Voting is anonymous, in that your votes are not published to anyone else. That there is a database recording every vote that everyone has ever cast is obvious. How does the site ensure you only get one vote on each comment? How does it show you your own votes? Because it knows.
That such a database, given that it exists, will be examined in sufficiently egregious cases, is also obvious. However, I have not yet seen any instance of personal voting information being made public.
Mass downvoting would be a legitimate, non-anti-social choice if the votes were counted in a proper Bayesian way, in terms of the evidence they provided. The mass-downvoter’s votes would provide no evidence, and so would count for zero.
Rather than look at the rules as logic tests that must be passed for an action to be punished, look at the rules as informing what behavior is allowed and prohibited.

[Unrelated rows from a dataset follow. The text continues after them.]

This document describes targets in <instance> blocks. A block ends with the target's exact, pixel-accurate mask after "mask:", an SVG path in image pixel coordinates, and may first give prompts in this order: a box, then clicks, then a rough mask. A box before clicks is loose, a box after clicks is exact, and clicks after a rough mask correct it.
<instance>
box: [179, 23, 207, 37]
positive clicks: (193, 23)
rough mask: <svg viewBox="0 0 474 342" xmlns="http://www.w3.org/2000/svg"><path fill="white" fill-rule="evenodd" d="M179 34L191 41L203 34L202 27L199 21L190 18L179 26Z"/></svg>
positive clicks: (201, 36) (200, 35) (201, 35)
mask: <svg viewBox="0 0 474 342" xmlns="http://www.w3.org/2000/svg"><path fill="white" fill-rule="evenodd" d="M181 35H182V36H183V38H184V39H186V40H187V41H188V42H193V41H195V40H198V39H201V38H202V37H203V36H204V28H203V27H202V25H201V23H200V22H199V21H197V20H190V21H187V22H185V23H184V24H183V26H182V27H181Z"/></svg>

Choosing to dislike every post by a specific user because it is by that user is simply harassment. Choosing to dislike a poster /without providing feedback/ as to why is counter to the principles of good communication.
Distinguish mass downvoting from indiscriminate downvoting. If most comments someone writes are terrible, there shouldn’t be an issue with downvoting those bad comments (except perhaps if you also systematically hunt down all comments, including very old ones, making the average estimate of user’s work severely skewed towards your own judgement). This would be a kind of mass downvoting, but not indiscriminate.
I agree. It would be great to also have a method of expressing disapproval of particular users (“This user has N friends and M enemies” or something), but indiscriminate downvoting of comments isn’t it, it conflates different signals (quality of specific comments vs. overall impression about a user) and makes them less useful.
Can you point to a space on this website where the website makes the promise to keep voting anonymous?
Who do you think gave posters that “right” and where did the grant it?
Given the way US law works they probably couldn’t even grant you that right if they wanted to do so.
Well, I believe the ideal is for users to learn what type of comment other users dislike, and adjust their behavior. If you signal that everything they do is bad, then they can only “adjust their behavior” by leaving the site—and if new users are chased off by this, it’s bad for the LessWrong community.
With that said, *I don’t think it’s reasonable to punish this. The user(s) responsible were, presumably, acting in good faith to improve site, as they saw it. It should be punished going forward*, but banning them will only serve to render their actions even more useless. I wont improve their future actions. I doubt it will even act as a useful signal, compared to an announcement that this is now against the rules.